Robbins recalls a moment in year two of the program when the full weight of this work hit him. “One of the guys” — Robbins prefers incarcerated person over the word prisoner — “said, ‘I didn’t realize until I took this class that I’ve been wearing a mask on the yard for 20 years. That angry face, that tough guy, that’s not the total of me. That’s just a part of me that I do for survival. But there’s another part of me that is capable of feeling and expressing other emotions other than anger.”

Robbins’s first thought (“Oh my God, it’s transformed people”) led to a second, scarier revelation: “Oh, shit. We’re going to have to do this.”
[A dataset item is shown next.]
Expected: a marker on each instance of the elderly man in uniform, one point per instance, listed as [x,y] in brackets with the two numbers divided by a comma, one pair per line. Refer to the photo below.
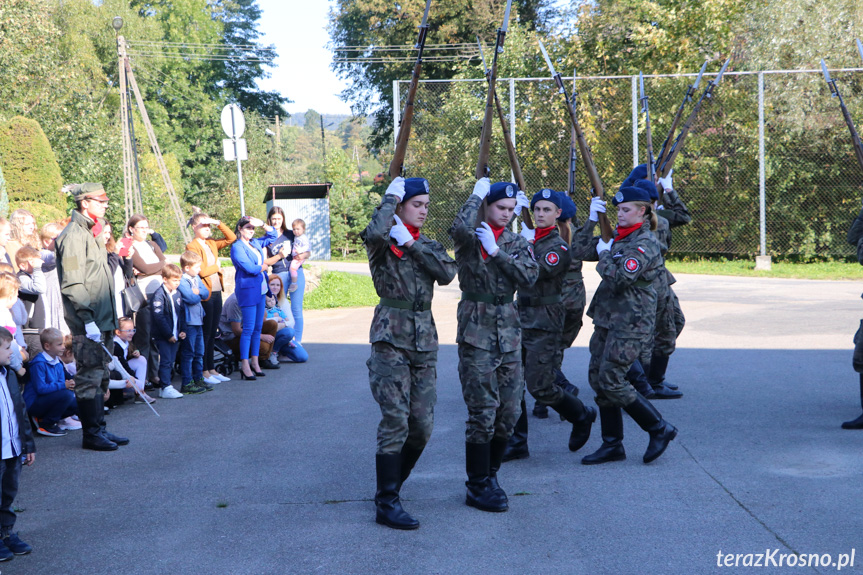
[87,288]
That first year, the Actors Gang Prison Project cut its teeth at the California Institution for Men with an eight-week program, one day a week for four hours. For year two, it was the California Institution for Women, then the California Rehabilitation Center in Norco, where they’ve remained for nine years — in both the general population yard and on the sensitive needs yard (for those who would be attacked or killed in general population, often because of the nature of their crimes or gang issues). In the lean, early days — even when wardens and COs invited them inside, the money wasn’t there. At a minimum, the class cost $5,000 to run, which just about covered transportation and materials. Williams would go out and raise the money, run the eight-week class, then go right back out to find more money so they could do it again. Even as public opinion on judicial reform began evolving, the economic collapse decimated funding for Arts in Corrections.

Photo: Peter Merts
There were other hiccups. Williams and her staff are frequently alone in rooms with inmates who’ve been convicted of murder, drug dealing, and rape. They’re working with women who killed their husbands. But discipline problems have been almost nonexistent. Williams did once receive a love letter from a prisoner, which Robbins read aloud in class. “We do things publicly,” Williams explains. “That’s the culture of the class. It’s important in terms of safety and people knowing that we’re aware of the rules and we know where we are. We’ve never thrown anyone out in ten years.” The man who wrote the letter left the class. But a year later, he came back, sat down, and did the work. No one ever mentioned it again.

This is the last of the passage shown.